After three decades of being married to the same woman, you would think a guy would have a pretty solid knowledge of that woman’s likes and dislikes. But on Mothers Day, five years ago, I had an apparent brain cramp.
That was when I thought surprising my wife with a sunset balloon flight would be the perfect Mothers Day gift. It turned out to be about as perfect as buying a rack of beef for a vegan.
Ever since I saw the climax of the “Wizard of Oz” – as the Wizard lifts off in a big hot-air balloon – I wanted to try it, too. However, the movie didn’t explain whatever became of the Wizard after he drifted away. Some believe that when he landed, he changed his name to Dick Cheney and moved to Washington, D.C., the nation’s largest repository of hot air. Once there, he simply went back to being that man behind the curtain.
If the Wright brothers hadn’t invented the airplane, we might have the Montgolier brothers to thank for our everyday air transportation. They’re the guys who, around 1783 or so, invented the hot-air balloon.
Of course, things would be a lot different if today’s airports featured balloon travel instead of jets planes. A flight from Seattle to Chicago might take several weeks, so at least a couple changes of underwear would be a must. Safety regulations on a balloon would prohibit carrying aboard pet porcupines, hedgehogs or horned toads. Texas Longhorn cattle wouldn’t be welcome, either, and neither would folks with spiked hair, beard stubble or pointy noses. The goal would be to try and get as near to Chicago as possible, because hot air balloons are not easy to steer. You might wind up in a cornfield in Peoria. Then you’d have to take a commuter balloon the rest of the way to Chicago. Walking to Chicago might be a quicker alternative.
No doubt about it, balloon travel wouldn’t be practical for long-distance travel – and watching the same in-flight movie over and over would get real boring. But there is a charming, even mystical, quality to drifting aloft in a big balloon. And I felt certain that my wife would think so, too.
The kids and I spent that Mothers Day making her guess what the surprise would be.
“A concert?” Nix.
“Bowling?” No, but what an excellent idea for next year.
The year before, for my wife’s birthday, I’d given her a “Day of Beauty” at a local spa. “A Day of Beauty” for a woman is like a “Day of Football” for a guy – and sure enough, the spa visit was a big hit with my wife.
When we were first married, with little income, I had given her only “Half-A-Day of Beauty.” She received half a facial (she chose the left side, I believe) and a pedicure for the five toes of her choosing.
So that’s why I thought a hot-air balloon ride would smash all records for Mothers Day gift giving.
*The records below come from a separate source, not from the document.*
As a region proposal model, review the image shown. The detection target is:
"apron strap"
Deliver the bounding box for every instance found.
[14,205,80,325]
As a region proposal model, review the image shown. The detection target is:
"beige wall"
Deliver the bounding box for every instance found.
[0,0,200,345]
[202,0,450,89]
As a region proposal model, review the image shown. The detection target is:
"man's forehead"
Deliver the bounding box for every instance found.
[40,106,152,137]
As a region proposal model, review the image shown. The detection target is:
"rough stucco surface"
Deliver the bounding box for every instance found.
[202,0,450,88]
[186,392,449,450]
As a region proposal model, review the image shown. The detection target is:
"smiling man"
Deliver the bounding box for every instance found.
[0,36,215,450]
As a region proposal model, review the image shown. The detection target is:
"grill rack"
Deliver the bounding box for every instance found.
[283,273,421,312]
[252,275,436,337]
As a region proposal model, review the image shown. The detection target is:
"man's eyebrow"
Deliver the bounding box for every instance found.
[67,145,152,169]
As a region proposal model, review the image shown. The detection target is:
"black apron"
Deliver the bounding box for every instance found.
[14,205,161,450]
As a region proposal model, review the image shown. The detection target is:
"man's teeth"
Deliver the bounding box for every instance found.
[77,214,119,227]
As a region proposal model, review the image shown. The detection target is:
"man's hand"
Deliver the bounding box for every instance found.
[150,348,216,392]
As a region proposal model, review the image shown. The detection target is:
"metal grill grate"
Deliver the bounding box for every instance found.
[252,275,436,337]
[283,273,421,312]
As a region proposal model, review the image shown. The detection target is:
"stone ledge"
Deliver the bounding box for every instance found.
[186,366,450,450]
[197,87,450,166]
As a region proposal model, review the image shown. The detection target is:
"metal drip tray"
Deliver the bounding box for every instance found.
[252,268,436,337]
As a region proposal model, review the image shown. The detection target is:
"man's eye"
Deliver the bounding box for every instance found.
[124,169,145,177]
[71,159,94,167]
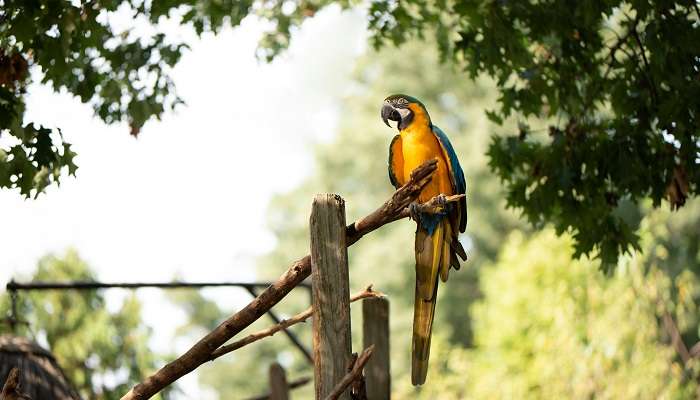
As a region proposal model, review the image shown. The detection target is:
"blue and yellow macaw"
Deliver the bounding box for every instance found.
[381,94,467,385]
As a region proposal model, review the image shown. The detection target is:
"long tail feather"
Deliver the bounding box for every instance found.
[440,219,452,282]
[411,223,450,385]
[411,285,438,385]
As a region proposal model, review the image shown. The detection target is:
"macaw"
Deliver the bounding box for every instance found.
[381,94,467,385]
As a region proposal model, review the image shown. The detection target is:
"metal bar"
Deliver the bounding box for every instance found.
[5,281,311,292]
[245,287,314,364]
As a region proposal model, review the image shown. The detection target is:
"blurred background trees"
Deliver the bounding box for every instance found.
[170,36,700,399]
[0,250,172,400]
[0,0,700,399]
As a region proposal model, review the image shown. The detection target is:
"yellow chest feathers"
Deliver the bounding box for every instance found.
[401,104,442,168]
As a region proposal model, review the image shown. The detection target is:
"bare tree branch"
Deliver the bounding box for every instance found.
[0,367,32,400]
[209,285,384,360]
[122,159,437,400]
[326,345,374,400]
[246,376,311,400]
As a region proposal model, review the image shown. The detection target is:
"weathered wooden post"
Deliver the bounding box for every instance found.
[310,194,352,400]
[270,363,289,400]
[362,297,391,400]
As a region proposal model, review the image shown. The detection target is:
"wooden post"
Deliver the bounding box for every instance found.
[270,363,289,400]
[309,194,352,400]
[362,297,391,400]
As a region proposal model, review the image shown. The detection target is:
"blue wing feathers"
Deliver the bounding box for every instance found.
[433,125,467,232]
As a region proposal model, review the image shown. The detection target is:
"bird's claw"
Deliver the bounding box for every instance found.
[408,202,420,222]
[435,193,447,207]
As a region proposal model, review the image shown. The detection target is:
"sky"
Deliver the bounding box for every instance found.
[0,9,366,398]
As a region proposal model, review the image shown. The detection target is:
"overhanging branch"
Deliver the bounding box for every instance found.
[122,159,437,400]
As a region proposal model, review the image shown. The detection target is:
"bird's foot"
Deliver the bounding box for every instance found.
[435,193,447,207]
[408,201,420,222]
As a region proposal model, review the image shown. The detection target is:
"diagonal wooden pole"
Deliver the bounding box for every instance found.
[122,160,437,400]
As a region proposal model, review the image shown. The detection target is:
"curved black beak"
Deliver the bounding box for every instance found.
[381,103,401,128]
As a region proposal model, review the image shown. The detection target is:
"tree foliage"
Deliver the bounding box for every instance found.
[358,0,700,264]
[408,229,700,399]
[0,251,170,400]
[0,0,700,265]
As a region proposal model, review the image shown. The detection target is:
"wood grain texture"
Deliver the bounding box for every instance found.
[309,194,352,400]
[270,363,289,400]
[362,297,391,400]
[121,160,437,400]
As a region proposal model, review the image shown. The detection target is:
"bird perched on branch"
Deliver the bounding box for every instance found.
[381,94,467,385]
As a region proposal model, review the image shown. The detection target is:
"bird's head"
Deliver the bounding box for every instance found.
[381,94,430,131]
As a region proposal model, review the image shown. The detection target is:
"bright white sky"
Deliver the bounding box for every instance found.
[0,9,366,398]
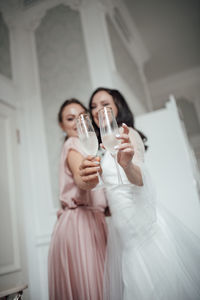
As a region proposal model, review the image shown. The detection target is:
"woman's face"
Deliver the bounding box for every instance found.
[91,91,118,127]
[60,103,85,137]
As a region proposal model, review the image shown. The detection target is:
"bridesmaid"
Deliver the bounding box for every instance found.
[48,99,107,300]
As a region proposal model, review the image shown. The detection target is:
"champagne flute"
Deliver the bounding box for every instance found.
[98,107,123,184]
[76,113,103,187]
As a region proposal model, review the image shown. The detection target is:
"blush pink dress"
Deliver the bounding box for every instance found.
[48,137,107,300]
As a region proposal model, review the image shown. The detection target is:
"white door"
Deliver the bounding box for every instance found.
[136,101,200,236]
[0,102,28,296]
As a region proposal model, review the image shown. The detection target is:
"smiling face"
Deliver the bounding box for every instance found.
[91,90,118,127]
[60,103,85,137]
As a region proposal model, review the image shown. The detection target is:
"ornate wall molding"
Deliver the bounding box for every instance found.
[0,0,82,31]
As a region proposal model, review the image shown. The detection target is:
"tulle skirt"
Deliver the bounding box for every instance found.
[48,207,107,300]
[104,186,200,300]
[104,207,200,300]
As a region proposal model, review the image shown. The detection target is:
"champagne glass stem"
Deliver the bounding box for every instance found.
[97,172,104,186]
[112,153,123,184]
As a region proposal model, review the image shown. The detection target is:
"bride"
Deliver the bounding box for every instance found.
[80,88,200,300]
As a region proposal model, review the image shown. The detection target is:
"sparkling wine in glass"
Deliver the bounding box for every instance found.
[76,114,103,186]
[98,107,123,184]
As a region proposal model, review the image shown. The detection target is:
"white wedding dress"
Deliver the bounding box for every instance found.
[102,129,200,300]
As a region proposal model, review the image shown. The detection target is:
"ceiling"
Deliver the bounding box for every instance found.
[123,0,200,82]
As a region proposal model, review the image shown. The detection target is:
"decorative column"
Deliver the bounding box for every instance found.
[80,0,114,88]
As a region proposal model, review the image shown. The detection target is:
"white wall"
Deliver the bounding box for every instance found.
[136,102,200,236]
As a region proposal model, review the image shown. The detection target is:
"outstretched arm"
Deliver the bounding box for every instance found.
[117,124,144,186]
[67,150,101,190]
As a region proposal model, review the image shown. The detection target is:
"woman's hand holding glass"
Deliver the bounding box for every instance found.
[115,123,134,169]
[76,114,102,188]
[79,155,102,188]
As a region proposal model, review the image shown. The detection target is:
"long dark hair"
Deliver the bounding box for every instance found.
[89,87,148,150]
[58,98,88,141]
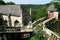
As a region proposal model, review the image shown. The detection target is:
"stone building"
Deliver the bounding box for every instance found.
[0,4,31,27]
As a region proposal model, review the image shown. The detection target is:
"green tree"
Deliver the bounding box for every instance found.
[30,23,48,40]
[6,2,15,5]
[0,0,6,5]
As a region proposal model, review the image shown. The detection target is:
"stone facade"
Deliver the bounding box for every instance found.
[0,5,31,27]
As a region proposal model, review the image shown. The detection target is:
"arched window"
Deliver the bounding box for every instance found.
[14,20,19,26]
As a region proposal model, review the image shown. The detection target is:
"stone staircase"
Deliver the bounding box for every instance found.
[43,17,60,40]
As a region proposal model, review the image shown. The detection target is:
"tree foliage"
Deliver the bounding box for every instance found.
[30,23,47,40]
[0,0,15,5]
[6,2,15,5]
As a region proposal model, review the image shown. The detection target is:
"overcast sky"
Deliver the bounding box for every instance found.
[4,0,52,4]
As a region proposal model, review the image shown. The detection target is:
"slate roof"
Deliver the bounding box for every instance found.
[47,4,57,11]
[0,4,22,16]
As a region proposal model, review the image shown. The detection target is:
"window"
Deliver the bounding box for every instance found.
[14,20,19,26]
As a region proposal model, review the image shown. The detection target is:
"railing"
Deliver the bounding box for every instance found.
[0,26,20,32]
[43,17,60,40]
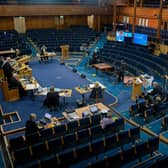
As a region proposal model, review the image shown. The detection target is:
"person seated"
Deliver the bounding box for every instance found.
[2,58,14,79]
[153,96,162,114]
[40,45,48,63]
[117,68,124,82]
[100,114,114,129]
[8,73,26,97]
[149,82,162,97]
[25,113,39,139]
[43,86,59,108]
[90,82,103,99]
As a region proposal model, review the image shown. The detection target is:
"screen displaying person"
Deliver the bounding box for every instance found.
[25,113,39,138]
[43,86,59,108]
[90,82,103,99]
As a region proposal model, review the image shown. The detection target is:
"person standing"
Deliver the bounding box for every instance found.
[25,113,39,138]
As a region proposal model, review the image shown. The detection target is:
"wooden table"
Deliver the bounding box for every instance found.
[62,103,110,120]
[19,77,40,91]
[75,82,106,104]
[0,49,16,56]
[35,87,72,104]
[93,63,113,74]
[17,55,31,64]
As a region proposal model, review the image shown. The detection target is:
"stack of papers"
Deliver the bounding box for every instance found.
[68,112,79,119]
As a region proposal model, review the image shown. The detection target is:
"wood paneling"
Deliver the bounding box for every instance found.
[26,16,55,29]
[0,5,111,16]
[0,17,14,30]
[64,16,87,27]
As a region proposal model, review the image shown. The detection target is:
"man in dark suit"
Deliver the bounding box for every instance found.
[90,82,103,99]
[2,60,14,79]
[8,74,26,97]
[25,113,39,138]
[43,86,59,108]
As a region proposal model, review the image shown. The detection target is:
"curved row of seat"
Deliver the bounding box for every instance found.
[27,26,99,52]
[9,115,125,151]
[99,41,168,77]
[13,135,159,168]
[13,125,140,166]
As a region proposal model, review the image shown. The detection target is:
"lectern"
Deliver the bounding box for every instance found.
[131,78,143,101]
[60,45,69,60]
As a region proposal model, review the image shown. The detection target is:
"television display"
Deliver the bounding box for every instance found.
[116,31,124,42]
[124,32,132,38]
[133,33,148,46]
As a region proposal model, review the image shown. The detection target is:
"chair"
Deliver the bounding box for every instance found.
[129,127,140,144]
[106,151,122,168]
[122,147,136,164]
[40,128,54,140]
[77,129,91,144]
[31,142,48,159]
[144,108,154,122]
[105,134,118,150]
[1,79,20,101]
[26,132,40,145]
[89,87,103,103]
[91,138,105,158]
[129,104,138,116]
[40,155,58,168]
[104,122,116,136]
[90,125,103,140]
[67,120,79,133]
[57,148,75,168]
[63,133,77,149]
[161,116,168,130]
[115,118,125,132]
[9,136,27,151]
[75,143,91,162]
[13,146,32,165]
[91,114,101,125]
[54,124,68,136]
[138,100,146,114]
[118,131,131,149]
[43,88,60,111]
[86,159,106,168]
[47,137,63,153]
[79,117,91,129]
[135,142,149,161]
[148,137,159,156]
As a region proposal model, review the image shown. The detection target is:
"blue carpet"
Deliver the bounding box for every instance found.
[0,60,116,134]
[0,147,5,168]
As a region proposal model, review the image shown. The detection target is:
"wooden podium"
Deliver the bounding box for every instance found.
[60,45,69,61]
[131,78,143,101]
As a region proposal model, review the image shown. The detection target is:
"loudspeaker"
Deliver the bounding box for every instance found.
[81,74,86,78]
[72,68,77,72]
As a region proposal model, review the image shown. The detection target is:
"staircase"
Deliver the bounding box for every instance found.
[27,37,41,56]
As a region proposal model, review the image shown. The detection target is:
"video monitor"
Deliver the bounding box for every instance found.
[124,32,132,38]
[116,31,124,42]
[133,33,148,46]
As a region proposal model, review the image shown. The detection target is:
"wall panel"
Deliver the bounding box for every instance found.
[0,17,14,30]
[26,16,55,29]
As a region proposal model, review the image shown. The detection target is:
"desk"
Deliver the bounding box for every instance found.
[0,49,16,57]
[9,59,32,78]
[123,76,134,86]
[35,87,72,104]
[37,117,60,129]
[75,81,106,104]
[19,78,40,91]
[93,63,113,74]
[62,103,110,120]
[17,55,31,64]
[38,52,56,61]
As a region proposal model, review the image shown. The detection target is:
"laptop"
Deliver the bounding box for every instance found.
[90,106,98,113]
[44,113,52,120]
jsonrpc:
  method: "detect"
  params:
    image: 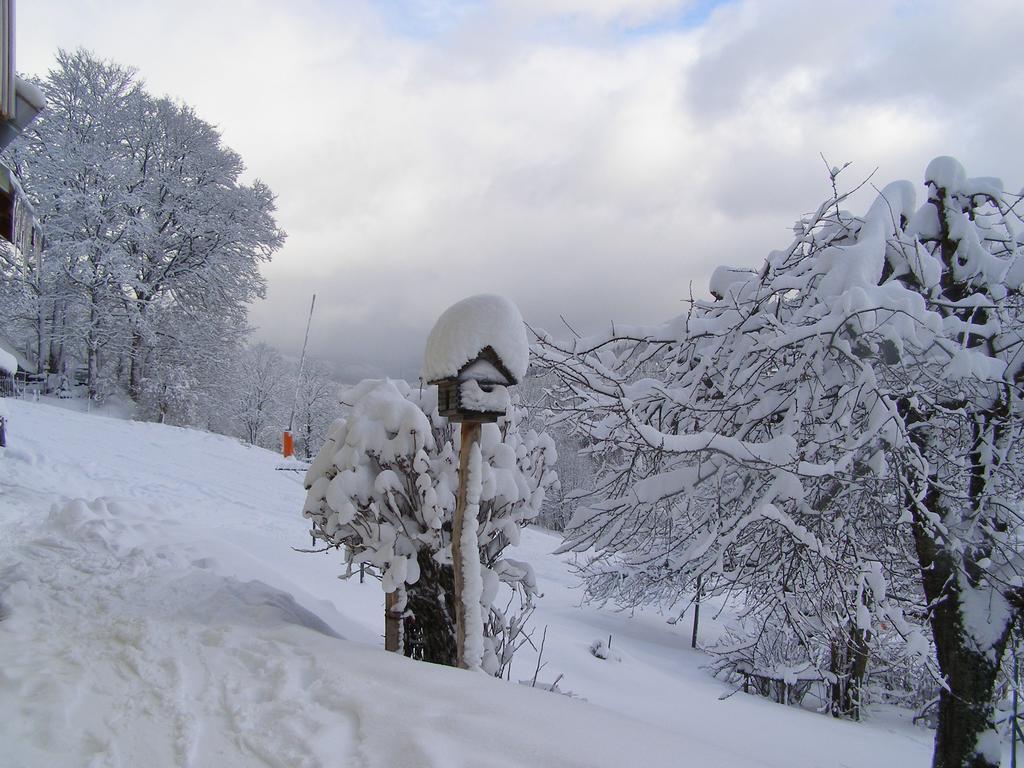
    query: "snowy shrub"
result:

It was thoughtful, spendy and unexpected. And so, when we hopped in the car that day heading for our surprise destination, I was startled when she suddenly said, “By the way, you do remember that I’m mortally afraid of heights?”
Somehow, after all our years of marriage, I had forgotten that – and when we pulled into the parking lot of the balloon-ride place, my wife’s face took on the hue of Casper the Ghost.
Yet, amazingly, she went along with it. I think she didn’t want to disappoint the family. I watched her face as we all climbed into the big wicker basket that the balloon was attached to. They say that when some prisoners are being led off to the gas chamber, they either start yelling and screaming or get real quiet. My wife got real quiet.
As we began to ascend, the wicker basket we were in began to look about the size of an ashtray. My wife’s hands clutched the railing with a grip that could have cut wire. That’s when the pilot said those reassuring words: “Our goal is to wind up as near to were we started as possible. But then again, we never know for sure.” Even the kids looked stricken.
We floated up a mile high. That was approximately 5,279 feet higher than my wife was hoping for. Not that she noticed, with her eyes closed tight. She also didn’t notice that my knees were shaking like a pair of castanets.
Whisked northwardly by capricious winds, we soared above it all: Lakes, trees, mountains, junkyards, gravel pits, adult bookstores. A couple of birds floated far below us. Even they were afraid to go so high.
Finally, we started down. We missed our planned landing spot by no more than three miles – pretty much a bulls-eye in the ballooning business. For several minutes, it looked like we’d be touching down into the bubbling, malodorous waters of a sewage treatment plant. I wished I’d remembered to bring swimsuits for everybody.
But as it turned out, we landed harmlessly on the grounds of a cemetery. My wife said, “I knew we were going to wind up here one way or the other.”
During our drive home, she was deep in whispered conversation with our kids. I finally asked her, “Are you all thinking about the balloon ride?”
“No,” she replied with a cold look in her eye. “We were just planning your Father’s Day surprise.”